When you get stopped by the police, they will check your paper first, if you don’t have a legal driving license, your bike might be seized and you’ll have to pay a big fine. Bribe can help you get away with it with trivial faults like running a red light or speeding but that way doesn’t always work.
Buy or rent a motorbike
It’s easy to buy motorbikes or scooters in big cities like Hanoi and Ho Chi Minh. There is a wide range of types, brands and condition of the bike so their prices will vary accordingly. You might find buying a second-hand motorbike a bit challenging because of the bargains so we recommend you to ask for help from a local who is experienced on the matter or at least someone can tell when you’re paying too much.
Make sure that the Blue Vietnamese Registration Card is included, you can change to get your name on the card but in Vietnam, names don’t really matter. The blue card single-handedly can prove your ownership to the police. Check the bike thoroughly and even give it a driving test before paying. Get the seller’s contact details for future use.
There are many types of motorbike you can choose. Scooters are suitable for getting around the cities only while motorbikes are best for going up the mountainous roads.

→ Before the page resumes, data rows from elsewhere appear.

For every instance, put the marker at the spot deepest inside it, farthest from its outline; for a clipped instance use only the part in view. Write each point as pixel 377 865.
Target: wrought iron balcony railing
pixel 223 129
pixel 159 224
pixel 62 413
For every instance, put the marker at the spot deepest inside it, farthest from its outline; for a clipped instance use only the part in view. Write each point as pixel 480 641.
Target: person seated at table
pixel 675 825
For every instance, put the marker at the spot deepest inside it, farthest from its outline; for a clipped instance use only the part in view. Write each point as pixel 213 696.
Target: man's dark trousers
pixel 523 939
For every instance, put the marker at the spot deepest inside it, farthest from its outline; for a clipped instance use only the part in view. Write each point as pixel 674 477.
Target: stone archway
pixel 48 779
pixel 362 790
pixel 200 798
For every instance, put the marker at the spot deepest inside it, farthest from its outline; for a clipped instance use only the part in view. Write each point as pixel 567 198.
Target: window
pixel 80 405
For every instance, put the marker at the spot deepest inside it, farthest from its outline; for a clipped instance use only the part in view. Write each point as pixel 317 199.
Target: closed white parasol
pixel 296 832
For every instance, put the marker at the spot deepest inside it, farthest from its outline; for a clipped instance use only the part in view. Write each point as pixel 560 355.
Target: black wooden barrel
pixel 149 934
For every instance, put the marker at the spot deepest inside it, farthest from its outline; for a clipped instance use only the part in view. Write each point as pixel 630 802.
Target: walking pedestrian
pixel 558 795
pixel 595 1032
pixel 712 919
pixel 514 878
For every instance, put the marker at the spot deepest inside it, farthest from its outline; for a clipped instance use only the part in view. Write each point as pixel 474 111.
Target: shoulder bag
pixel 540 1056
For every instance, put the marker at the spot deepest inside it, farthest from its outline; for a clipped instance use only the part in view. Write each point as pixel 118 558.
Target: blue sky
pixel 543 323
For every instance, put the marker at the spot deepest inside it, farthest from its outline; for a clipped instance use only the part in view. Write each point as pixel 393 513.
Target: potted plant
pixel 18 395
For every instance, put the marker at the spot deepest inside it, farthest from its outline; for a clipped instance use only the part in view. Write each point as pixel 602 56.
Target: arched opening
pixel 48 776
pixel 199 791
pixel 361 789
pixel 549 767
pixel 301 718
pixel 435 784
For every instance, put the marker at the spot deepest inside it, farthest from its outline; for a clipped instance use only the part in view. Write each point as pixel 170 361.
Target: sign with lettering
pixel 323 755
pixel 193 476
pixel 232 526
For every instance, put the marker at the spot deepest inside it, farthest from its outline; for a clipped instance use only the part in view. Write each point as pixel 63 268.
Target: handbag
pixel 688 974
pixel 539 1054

Buying motorbike is not really a great thing to do if you only spend a little time in Vietnam while renting is. A motorbike for rent only costs you around VND100,000 to VND150,000 per day, fuel cost not included. When rented, a rental contract will be made, you don’t have to pay up-front but leave a personal paper of yours to the lessor. I used to rent a motorbike in Ha Giang and I had to leave behind my identity card. Usually, everyone can rent a motorbike even if they are not licensed. In case the bike is damaged, the renter has to cover the repairing fee.
There are traffic rules but very often they are violated by, most of the time, no other than the locals. Roads inside cities are messier than highway roads. People don’t stay in their lane but swerve as they like. So the great advice is to pay attention and always predict someone will come in your way out of the blue. For your own safety, abide the rules right from the beginning and don’t even think about trying things only locals are able to pull off.
Vietnamese people enjoy honking a lot which is a bizarre thing to many foreigners. They honk to inform their presence, especially when coming out of an alley. They honk to make you get out of their way, etc. Get used to the honking noise is the next advice.
Pedestrians jaywalk frequently, sometimes abruptly and can make you confused. Do not speed when driving in town and always pay attention to the right side of the road.
Keep enough distance with other bikes. In Vietnam, people will fill the empty space and try to outstrip others all the time. Look at the rear-mirror before you change direction or lane.
Rush hours can be very exhausting. If you can, avoid riding motorbike during these hours: in the morning from 7:00 AM to 9:00 AM; in the afternoon from 5:00 PM to 7:30 PM.